2. Do not use cannabis in your car, or let anyone else use it in your car. Smoking marijuana leaves a strong, distinct odor that gets into the fabric in your car and doesn’t go away for a week or more. Every police officer knows the smell, and smelling it gives them probable cause to search your car.
3. Do not ride in anyone else’s car if it smells like someone has been smoking marijuana in it. If they get pulled over and the car is searched, and the police find something near where you are sitting, you could be blamed for it.
4. Never, EVER consent to a search of your body, your clothes, your bag, your car, or your home! This is important even if you are sure the police won’t find anything illegal. You never know if someone else has left something in your car that shouldn’t be there. (“I didn’t know it was there!” only works if the jury believes you.) Think it can’t happen to you? I have represented many clients who thought it couldn’t happen to them, either.

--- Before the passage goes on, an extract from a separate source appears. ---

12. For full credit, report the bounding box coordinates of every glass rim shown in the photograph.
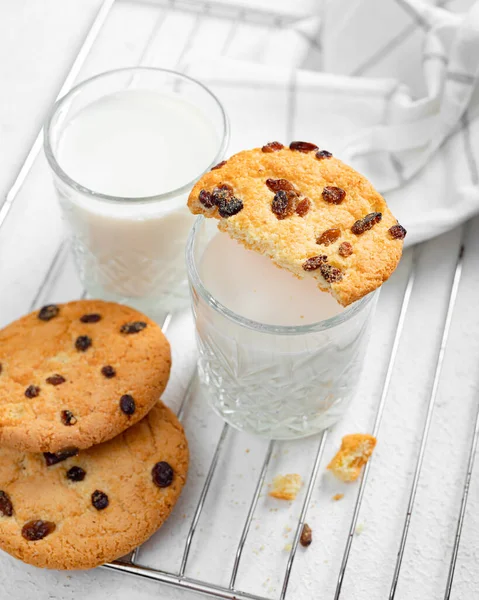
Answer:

You don’t have to be rude, and you should never physically resist. Just say, calmly and politely, “I do not consent to a search.” Repeat if necessary. If they search anyway, your lawyer can fight it in court.
5. Do not answer police questions. Give your name and identification if asked for it. Other than that, if the police stop you and try to talk to you, ask them, “Am I free to leave?” If they say, “yes,” walk away. If they say, “no,” tell them you will not answer any questions without a lawyer present. Do not lie, or give a false name or identification card, or you could find yourself charged with more crimes.
Talking to police never makes things better, and often makes it worse, even if you are completely innocent. I can’t tell you how many times I have had a case that we could have easily won if my client had just followed this advice. Even worse, I have had several clients talk themselves into more serious charges.
6. Finally, if you or someone you know is charged with any crime, talk to an experienced criminal defense attorney right away to make sure that you get the best possible outcome for your case.